Semiconductors provide the enabling technology for thousands of products and services we use every day, such as PCs, cell phones, medical devices, appliances, automobiles, TVs, and digital cameras. In fact, they play a key role in a wide assortment of technologies and industries ranging from medical imaging to retailing to precision agriculture. More importantly, however, the rapid growth in the capacity and speed of semiconductors has enabled tremendous gains in productivity across all sectors of the economy. Semiconductors are also essential to the defense systems that ensure our national security. As a result, a vibrant domestic semiconductor industry is critical to U.S. economic strength and homeland security.
The revenues of U.S.-based chip companies account for nearly half of global semiconductor sales and more than three-quarters of U.S.-owned chip manufacturing capacity is located in the United States. The U.S. chip industry enables related industries across the country, such as telecommunications, software, and consumer electronics. The semiconductor industry is America’s second-largest exporting industry. Semiconductors are the number one U.S. high tech export -- nearly 75 percent of U.S. chip industry revenue is the result of export sales.
The rapid rate of innovation in the semiconductor industry facilitated the information technology revolution, which in turn has spurred rapid expansion in the global services industries and productivity gains in all sectors of the economy. Chip-enabled productivity allows Americans to earn high wages and maintain a standard of living admired the world over.

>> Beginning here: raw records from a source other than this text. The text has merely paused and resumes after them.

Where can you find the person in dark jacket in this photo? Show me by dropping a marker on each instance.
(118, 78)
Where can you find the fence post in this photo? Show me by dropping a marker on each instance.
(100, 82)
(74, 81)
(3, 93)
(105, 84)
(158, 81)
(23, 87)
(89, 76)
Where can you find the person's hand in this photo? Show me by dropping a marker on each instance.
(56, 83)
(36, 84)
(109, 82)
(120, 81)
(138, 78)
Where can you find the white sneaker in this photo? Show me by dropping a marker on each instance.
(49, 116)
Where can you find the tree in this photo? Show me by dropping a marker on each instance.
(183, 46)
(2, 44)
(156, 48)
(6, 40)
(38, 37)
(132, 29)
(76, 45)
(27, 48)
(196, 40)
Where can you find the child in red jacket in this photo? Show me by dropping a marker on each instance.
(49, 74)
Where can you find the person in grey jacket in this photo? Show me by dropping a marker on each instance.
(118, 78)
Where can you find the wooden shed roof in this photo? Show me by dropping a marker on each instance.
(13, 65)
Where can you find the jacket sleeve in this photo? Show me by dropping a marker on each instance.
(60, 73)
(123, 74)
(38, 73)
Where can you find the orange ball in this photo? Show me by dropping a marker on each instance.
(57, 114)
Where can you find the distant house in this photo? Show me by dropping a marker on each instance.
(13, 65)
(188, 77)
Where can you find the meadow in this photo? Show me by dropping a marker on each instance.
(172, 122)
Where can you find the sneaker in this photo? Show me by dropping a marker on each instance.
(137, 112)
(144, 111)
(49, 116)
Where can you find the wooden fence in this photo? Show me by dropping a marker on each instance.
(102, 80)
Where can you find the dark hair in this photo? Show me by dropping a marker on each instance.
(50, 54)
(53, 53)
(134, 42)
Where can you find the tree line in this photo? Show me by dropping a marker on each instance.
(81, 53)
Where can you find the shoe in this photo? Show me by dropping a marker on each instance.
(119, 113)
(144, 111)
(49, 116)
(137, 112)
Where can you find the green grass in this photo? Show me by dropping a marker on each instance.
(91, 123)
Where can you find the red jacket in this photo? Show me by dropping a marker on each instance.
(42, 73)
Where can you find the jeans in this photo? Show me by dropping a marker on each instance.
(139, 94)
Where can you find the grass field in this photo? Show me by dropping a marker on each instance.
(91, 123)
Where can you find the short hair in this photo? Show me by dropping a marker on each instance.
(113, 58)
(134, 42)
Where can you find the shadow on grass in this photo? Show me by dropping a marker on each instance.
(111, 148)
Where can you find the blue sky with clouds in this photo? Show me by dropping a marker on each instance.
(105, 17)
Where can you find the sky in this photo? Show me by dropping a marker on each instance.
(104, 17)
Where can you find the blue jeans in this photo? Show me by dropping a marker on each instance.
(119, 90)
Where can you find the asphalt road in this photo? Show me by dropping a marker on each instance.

Semiconductors are also essential to America's national defense. From the 'smart bombs' that allow the U.S. military to minimize civilian and allied casualties today to the 'super suits' that will protect and enhance the effectiveness of our soldiers in the field tomorrow, the important role chips play in many weapon and communications systems makes maintaining a strong domestic industry of strategic value. The importance of leading-edge microchips necessitates that we continue to have research and design centers and manufacturing facilities in the U.S.

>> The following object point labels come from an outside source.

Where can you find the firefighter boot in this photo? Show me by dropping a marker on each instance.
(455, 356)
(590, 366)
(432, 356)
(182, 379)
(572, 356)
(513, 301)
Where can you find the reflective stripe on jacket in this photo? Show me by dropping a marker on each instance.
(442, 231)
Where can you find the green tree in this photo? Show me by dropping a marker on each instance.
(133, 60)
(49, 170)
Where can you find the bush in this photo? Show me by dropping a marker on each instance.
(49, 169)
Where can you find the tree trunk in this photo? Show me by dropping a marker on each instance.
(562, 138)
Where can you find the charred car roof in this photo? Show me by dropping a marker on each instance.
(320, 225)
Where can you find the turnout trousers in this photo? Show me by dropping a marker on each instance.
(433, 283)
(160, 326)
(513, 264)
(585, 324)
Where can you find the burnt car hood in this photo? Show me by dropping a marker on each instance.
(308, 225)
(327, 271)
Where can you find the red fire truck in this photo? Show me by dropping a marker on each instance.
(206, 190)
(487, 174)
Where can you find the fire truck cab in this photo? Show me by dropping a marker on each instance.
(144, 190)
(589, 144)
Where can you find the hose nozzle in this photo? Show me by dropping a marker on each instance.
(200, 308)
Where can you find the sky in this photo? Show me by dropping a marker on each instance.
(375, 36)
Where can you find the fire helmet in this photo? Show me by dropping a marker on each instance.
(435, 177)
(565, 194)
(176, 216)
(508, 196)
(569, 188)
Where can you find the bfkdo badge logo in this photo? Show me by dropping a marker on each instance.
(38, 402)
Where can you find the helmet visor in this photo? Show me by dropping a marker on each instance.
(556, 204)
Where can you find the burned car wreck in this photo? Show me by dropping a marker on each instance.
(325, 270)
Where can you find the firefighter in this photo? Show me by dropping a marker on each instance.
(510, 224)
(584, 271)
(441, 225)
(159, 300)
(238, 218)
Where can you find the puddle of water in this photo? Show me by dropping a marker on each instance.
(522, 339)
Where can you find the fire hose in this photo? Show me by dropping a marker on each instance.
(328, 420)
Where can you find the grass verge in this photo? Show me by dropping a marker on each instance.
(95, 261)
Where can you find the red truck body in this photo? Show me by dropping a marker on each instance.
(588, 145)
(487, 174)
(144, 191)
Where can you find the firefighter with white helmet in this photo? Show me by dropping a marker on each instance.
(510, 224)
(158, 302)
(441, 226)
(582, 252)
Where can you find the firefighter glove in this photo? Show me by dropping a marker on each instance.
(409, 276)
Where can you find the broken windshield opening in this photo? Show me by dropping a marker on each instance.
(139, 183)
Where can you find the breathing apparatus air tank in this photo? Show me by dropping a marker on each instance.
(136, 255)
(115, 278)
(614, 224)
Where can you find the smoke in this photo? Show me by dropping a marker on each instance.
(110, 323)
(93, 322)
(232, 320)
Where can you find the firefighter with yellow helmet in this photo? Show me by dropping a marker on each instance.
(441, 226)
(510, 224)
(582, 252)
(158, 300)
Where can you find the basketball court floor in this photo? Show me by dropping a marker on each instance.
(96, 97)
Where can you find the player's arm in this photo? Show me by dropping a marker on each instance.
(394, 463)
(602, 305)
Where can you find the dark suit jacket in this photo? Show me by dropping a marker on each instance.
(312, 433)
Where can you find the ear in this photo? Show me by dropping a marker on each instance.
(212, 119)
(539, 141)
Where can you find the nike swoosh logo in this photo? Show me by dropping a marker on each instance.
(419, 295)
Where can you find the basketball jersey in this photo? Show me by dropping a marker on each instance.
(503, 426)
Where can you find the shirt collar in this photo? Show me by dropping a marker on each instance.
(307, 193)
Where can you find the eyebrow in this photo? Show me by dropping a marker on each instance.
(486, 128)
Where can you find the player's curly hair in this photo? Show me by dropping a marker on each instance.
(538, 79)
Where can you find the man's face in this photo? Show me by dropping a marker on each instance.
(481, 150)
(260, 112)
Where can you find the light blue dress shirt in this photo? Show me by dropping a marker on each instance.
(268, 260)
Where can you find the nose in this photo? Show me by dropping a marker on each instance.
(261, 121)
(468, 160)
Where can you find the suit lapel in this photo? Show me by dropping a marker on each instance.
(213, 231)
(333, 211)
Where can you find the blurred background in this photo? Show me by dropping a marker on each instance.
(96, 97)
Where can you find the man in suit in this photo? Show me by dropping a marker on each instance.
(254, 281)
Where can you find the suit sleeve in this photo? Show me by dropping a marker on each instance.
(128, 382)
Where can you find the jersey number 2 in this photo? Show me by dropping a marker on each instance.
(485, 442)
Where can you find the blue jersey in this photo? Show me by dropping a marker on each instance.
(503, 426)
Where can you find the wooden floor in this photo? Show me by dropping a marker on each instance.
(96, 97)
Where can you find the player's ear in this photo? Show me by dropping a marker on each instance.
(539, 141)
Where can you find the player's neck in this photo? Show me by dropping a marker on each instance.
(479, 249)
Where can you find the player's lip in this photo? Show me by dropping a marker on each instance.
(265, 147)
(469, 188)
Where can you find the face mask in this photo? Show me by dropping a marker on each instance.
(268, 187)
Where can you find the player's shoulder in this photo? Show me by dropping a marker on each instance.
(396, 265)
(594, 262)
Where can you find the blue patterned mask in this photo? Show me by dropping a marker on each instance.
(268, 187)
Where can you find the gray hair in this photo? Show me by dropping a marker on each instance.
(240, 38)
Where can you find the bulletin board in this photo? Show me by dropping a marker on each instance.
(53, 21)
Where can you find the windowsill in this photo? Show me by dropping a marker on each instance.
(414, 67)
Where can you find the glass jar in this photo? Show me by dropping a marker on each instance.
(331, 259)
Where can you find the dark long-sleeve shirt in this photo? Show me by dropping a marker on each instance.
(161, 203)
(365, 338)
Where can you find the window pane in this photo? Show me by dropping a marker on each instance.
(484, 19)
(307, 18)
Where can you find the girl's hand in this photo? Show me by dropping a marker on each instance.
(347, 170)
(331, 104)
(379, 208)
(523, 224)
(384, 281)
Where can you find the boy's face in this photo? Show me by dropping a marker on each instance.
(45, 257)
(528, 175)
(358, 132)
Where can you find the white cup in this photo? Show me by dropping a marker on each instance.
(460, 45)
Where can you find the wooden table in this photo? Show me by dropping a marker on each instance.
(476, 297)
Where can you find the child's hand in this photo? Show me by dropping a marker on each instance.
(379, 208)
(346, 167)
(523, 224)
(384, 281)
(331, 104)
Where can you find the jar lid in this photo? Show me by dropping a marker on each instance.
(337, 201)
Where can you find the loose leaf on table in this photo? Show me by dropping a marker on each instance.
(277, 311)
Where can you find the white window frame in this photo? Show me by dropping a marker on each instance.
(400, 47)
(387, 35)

The U.S. share of global chip production capacity has eroded, particularly with regard to the latest, state-of-the-art, leading-edge manufacturing facilities. While the U.S. recovered in 2008, the level of new investment falls far below the level of a decade ago. Insufficient research funding, workforce challenges and the incentives foreign nations offer to attract investment have contributed to this slippage. SIA is working to reverse that trend because we believe a vibrant, domestic semiconductor industry is critical to U.S. economic strength and security.
DOD should advocate that a strongly competitive U.S. semiconductor industry is not only a DOD objective but also a national priority. Because the U.S. share of the world's leading-edge semiconductor manufacturing has declined, and because research and development is closely coupled to manufacturing leadership, the United States will soon start to lose its R&D skill base if its onshore manufacturing does not remain vital."
"High Performance Microchip Supply"
Defense Science Board
U.S.-based firms account for 48% of the world chip market.
20 states -- AZ, CA, CO, FL, ID, MA, MN, MO, NJ, NM, NY, NC, OH, OR, PA, TX, UT, VA, WA -- have significant semiconductor industry direct employment and U.S.-based chip companies employ 200,000 individuals nationwide.
The semiconductor industry spends over $15 billion each year on research and development and makes substantial contributions to U.S. universities.
The U.S. share of global chip production capacity is slipping, particularly in leading edge chip manufacturing.